Em organizações públicas e privadas do mundo mais desenvolvido, no âmbito da gestão das organizações faz-se gestão de recursos humanos (GRH). Sem GRH, nem criação de valor ocorre nem elevação dos rendimentos de colaboradores não excedentários se dá, uma vez que os excedentários, por definição, limitam-se a extrair valor. Economias com GRH enriquecem e desenvolvem-se de forma sustentável. Ser excedentário não significa por si só que se seja criminoso ou mesmo incompetente. Ser excedentário é como estar na condição de desempregado mas a ser suportado por uma organização que emprega o desempregado.

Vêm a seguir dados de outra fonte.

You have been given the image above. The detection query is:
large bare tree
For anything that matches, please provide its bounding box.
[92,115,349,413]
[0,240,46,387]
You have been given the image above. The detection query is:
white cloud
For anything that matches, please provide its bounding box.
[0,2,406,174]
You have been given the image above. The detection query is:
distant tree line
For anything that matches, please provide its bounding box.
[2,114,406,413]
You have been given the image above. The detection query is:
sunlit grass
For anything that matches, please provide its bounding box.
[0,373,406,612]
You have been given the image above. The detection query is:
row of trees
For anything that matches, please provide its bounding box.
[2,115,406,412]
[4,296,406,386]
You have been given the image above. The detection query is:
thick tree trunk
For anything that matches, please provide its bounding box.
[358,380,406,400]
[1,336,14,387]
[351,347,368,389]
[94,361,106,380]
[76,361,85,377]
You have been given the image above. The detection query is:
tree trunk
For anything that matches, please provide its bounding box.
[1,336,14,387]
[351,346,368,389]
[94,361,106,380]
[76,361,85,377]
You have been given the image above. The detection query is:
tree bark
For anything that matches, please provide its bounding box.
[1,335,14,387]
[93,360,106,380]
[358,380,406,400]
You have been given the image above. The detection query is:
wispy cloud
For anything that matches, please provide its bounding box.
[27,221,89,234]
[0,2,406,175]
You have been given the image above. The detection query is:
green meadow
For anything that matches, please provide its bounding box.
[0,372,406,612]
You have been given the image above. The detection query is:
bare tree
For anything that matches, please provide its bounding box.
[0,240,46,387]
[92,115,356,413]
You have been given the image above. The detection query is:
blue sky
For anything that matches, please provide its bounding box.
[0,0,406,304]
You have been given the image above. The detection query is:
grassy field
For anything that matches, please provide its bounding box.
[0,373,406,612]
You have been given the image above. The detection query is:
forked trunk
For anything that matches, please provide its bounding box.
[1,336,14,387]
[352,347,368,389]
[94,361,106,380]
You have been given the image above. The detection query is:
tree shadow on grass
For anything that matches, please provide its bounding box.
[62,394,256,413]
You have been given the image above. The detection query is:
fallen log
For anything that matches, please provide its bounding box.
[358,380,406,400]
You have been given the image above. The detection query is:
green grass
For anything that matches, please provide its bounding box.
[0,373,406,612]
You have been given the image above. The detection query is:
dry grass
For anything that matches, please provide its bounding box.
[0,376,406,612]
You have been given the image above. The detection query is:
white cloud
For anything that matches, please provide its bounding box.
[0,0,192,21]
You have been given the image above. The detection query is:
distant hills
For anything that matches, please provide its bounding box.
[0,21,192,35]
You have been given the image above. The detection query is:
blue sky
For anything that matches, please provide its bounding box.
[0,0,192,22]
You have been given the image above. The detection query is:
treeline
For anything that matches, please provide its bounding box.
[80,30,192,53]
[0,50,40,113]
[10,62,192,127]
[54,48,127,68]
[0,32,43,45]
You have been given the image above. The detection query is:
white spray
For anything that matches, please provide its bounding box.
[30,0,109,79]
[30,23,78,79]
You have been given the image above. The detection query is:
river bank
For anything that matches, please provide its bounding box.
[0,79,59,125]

O desempregado e o excedentário são apenas uma oferta sem procura, e isso não é crime, crime é não fazer GRH. O desempregado, sem procura no mercado laboral onde oferece trabalho. O excedentário, sem procura numa dada organização empregadora que tem que o suportar prejudicando a persecução da sua missão, visão e propósito. Ambos são um problema do Estado de Bem-Estar Social e não do empregador.

Anónimo Há 3 semanas

Ou seja, os aviões vão continuar na Rússia e em Espanha, os helicópteros no chão, e os cidadãos de segunda no crematório a céu aberto na via pública. Já nos paióis guardados como se guardavam as casernas na 2ª Guerra Mundial, modernos sistemas de alarme, segurança, identificação e video-vigilância são vistos como uma coisa "dos filmes". Triste Portugal que põe os direitos laborais adquiridos sempre à frente do investimento e dos bens de capital.

Anónimo Há 3 semanas

Quando a República Portuguesa estiver novamente à beira da falência e estes precários forem todos definitivos cheios de direitos adquiridos, blindados à prova de mercado ou de oferta e de procura e de inovação ou avanço tecnológico, é que se apercebem do erro. Mas já vai ser tarde.

Anónimo Há 3 semanas

De precário a excedentário é um ápice. A tecnologia não pára e as forças de mercado também não.